Information Security: Computer Attacks at Department of Defense Pose Increasing Risks, Statement of Jack L. Brock, Jr., Director Defense Information and Financial Management Systems Accounting and Information Management Division, Testimony Before the Permanent Subcommittee on Investigations, Committee on Governmental Affairs, U.S. Senate   [open pdf - 124KB]

Computer attacks at the Defense Department (DoD) pose increasing risks of access to highly sensitive information. Recent data suggest that DoD may have experienced as many as 250,000 attacks last year. These attacks are often successful, and the number of attacks is doubling each year as Internet use increases and hackers become more sophisticated. At a minimum, these attacks are a multimillion dollar nuisance to the Pentagon.
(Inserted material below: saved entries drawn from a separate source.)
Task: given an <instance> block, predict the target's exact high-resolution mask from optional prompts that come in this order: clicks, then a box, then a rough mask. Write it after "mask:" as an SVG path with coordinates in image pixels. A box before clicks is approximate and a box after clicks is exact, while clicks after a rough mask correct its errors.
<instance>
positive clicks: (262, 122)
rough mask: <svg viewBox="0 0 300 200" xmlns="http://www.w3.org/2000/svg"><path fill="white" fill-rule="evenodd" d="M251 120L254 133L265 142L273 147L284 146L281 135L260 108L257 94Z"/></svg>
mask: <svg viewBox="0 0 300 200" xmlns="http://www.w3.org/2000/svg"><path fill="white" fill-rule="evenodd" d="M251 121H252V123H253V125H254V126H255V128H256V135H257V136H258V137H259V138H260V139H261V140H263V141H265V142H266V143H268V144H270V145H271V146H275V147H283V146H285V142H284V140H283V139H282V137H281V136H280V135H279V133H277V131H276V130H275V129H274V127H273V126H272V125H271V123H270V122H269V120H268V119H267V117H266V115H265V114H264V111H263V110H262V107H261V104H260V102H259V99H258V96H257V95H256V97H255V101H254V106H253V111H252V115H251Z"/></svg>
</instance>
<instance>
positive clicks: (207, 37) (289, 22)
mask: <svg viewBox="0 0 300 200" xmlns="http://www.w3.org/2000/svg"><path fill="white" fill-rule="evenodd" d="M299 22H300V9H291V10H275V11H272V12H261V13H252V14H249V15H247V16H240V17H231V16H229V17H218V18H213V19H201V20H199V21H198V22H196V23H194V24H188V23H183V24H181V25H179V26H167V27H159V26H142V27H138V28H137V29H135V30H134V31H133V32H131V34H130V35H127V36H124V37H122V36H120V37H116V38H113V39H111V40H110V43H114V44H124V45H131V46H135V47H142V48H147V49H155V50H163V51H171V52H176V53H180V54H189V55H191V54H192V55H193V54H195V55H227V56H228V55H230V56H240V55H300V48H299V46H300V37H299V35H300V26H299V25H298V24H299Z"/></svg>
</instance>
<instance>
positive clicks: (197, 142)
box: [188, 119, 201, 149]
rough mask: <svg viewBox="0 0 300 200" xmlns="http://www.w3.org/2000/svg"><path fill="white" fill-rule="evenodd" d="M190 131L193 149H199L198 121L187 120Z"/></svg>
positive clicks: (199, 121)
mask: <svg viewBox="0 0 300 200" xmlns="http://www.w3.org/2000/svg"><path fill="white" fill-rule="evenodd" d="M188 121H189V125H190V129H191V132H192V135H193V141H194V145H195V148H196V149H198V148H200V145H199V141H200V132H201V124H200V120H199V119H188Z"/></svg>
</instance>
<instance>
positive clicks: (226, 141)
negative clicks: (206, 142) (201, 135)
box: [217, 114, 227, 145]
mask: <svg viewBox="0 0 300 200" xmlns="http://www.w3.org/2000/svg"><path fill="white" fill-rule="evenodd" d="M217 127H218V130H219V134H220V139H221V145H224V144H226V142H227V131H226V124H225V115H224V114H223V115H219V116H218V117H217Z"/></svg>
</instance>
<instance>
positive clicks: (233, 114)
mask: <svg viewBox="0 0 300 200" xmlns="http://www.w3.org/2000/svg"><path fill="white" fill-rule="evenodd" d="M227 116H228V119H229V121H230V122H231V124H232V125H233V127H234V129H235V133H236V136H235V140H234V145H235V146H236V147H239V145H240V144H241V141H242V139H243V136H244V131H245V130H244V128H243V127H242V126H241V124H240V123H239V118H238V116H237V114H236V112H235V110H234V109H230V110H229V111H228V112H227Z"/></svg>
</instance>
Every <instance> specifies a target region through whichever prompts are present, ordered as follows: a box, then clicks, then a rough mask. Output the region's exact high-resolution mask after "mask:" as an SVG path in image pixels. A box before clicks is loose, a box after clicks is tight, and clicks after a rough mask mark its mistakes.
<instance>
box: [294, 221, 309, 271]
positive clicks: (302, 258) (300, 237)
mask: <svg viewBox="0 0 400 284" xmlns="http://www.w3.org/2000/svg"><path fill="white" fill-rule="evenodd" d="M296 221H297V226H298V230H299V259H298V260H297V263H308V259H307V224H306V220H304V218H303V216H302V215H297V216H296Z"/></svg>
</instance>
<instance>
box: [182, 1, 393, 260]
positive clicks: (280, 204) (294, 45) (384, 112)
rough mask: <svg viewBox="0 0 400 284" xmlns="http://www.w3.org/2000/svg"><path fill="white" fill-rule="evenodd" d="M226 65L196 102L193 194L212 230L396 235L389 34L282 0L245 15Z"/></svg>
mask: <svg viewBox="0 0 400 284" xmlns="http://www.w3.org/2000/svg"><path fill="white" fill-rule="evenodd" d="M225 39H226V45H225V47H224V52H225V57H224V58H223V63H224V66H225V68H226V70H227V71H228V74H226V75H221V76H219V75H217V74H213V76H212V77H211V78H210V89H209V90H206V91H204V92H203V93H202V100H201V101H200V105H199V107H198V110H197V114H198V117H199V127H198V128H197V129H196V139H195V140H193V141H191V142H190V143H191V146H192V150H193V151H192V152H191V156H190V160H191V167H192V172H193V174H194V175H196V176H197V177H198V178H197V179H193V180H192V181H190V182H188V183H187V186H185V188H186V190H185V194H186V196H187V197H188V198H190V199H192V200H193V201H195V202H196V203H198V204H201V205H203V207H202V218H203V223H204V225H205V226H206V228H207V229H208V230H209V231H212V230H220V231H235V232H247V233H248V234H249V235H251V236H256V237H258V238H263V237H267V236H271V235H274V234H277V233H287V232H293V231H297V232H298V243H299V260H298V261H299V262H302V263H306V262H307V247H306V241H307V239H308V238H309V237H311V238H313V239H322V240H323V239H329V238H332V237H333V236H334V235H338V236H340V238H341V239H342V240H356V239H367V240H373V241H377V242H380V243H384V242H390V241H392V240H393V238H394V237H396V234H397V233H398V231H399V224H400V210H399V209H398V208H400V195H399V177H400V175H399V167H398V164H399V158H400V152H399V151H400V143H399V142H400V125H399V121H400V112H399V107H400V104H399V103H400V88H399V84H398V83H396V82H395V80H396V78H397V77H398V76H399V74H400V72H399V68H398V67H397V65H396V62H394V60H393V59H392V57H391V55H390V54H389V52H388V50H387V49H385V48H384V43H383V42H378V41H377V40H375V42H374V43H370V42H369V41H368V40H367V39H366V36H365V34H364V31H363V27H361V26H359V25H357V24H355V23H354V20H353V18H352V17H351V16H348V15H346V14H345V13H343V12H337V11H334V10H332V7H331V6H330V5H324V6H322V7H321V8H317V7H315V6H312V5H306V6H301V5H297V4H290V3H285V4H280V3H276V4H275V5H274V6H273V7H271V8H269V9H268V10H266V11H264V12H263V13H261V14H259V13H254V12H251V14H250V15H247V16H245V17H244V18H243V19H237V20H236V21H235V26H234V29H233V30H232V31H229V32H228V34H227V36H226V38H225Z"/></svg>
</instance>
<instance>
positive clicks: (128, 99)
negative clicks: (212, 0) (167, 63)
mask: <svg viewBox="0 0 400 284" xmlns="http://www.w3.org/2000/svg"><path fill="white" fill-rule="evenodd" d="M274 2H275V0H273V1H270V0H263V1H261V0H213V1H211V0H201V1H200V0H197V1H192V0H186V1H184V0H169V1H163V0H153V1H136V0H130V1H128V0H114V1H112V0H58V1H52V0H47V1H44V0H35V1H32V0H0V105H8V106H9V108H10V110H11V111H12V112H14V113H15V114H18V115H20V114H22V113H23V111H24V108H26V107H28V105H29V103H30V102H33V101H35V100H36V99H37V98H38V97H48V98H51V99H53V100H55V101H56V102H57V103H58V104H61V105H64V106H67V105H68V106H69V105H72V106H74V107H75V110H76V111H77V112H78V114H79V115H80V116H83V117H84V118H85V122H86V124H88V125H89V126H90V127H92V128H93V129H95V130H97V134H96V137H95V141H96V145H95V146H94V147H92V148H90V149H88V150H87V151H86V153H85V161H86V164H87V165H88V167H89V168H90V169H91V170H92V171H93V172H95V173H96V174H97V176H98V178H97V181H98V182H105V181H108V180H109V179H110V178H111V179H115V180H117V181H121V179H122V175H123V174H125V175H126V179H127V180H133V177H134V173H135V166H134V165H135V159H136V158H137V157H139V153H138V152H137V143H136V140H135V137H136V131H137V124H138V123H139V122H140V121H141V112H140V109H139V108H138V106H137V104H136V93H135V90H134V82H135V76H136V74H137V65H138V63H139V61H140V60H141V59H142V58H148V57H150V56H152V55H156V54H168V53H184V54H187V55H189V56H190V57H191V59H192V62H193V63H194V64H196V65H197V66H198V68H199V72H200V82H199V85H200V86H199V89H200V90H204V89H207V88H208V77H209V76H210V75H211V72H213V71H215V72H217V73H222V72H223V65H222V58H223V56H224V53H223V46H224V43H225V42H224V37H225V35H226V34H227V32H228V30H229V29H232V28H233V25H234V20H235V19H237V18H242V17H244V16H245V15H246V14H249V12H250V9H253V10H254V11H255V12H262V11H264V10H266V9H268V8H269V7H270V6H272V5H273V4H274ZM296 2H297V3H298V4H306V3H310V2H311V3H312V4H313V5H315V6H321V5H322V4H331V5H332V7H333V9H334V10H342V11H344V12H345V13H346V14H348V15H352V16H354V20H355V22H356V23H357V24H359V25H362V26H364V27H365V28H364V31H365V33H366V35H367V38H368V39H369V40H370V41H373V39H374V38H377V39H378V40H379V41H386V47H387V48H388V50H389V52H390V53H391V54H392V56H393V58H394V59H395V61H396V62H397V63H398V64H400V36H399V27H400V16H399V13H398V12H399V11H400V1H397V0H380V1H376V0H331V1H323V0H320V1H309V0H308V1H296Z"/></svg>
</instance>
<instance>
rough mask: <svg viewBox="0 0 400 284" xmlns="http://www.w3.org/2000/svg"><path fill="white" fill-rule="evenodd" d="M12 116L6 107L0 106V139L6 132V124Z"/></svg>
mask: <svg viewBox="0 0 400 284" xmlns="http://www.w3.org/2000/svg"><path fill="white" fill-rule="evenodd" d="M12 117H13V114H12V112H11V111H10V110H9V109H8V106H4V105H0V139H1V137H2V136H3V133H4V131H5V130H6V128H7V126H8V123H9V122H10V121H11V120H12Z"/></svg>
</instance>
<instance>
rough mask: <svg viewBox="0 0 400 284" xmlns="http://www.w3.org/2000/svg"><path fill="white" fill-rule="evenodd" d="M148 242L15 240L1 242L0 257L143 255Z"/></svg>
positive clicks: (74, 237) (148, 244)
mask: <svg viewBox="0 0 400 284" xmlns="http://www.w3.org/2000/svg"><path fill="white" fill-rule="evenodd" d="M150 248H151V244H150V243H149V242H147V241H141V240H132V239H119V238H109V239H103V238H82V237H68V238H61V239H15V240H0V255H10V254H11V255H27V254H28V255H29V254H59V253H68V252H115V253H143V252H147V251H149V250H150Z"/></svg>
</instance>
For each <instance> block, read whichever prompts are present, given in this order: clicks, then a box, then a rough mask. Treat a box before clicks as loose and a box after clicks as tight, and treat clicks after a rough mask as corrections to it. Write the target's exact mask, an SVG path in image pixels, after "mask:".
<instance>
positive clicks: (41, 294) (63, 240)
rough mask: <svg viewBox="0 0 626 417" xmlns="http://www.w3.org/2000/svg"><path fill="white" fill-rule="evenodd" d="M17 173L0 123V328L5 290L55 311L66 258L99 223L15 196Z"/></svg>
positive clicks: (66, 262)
At worst, they pose a serious threat to national security. Attackers have seized control of entire DoD systems, some of which control critical functions, such as weapons system research and development, logistics, and finance. Attackers have also stolen, modified, and destroyed data and software. The potential for catastrophic damage is great. The DoD is taking steps to address this growing problem but faces major challenges in controlling unauthorized access to its computer systems. Moreover, the DoD is now trying to react to successful attacks as it learns of them, but it has no uniform policy for assessing risks, protecting its systems, responding to incidents, or assessing damage. Training of users and system and network administrators is haphazard and constrained by limited resources. Technical solutions, such as firewalls, smart cards, and network monitoring systems, should help, but their success depends on whether DoD implements them in tandem with better policy and personnel measures.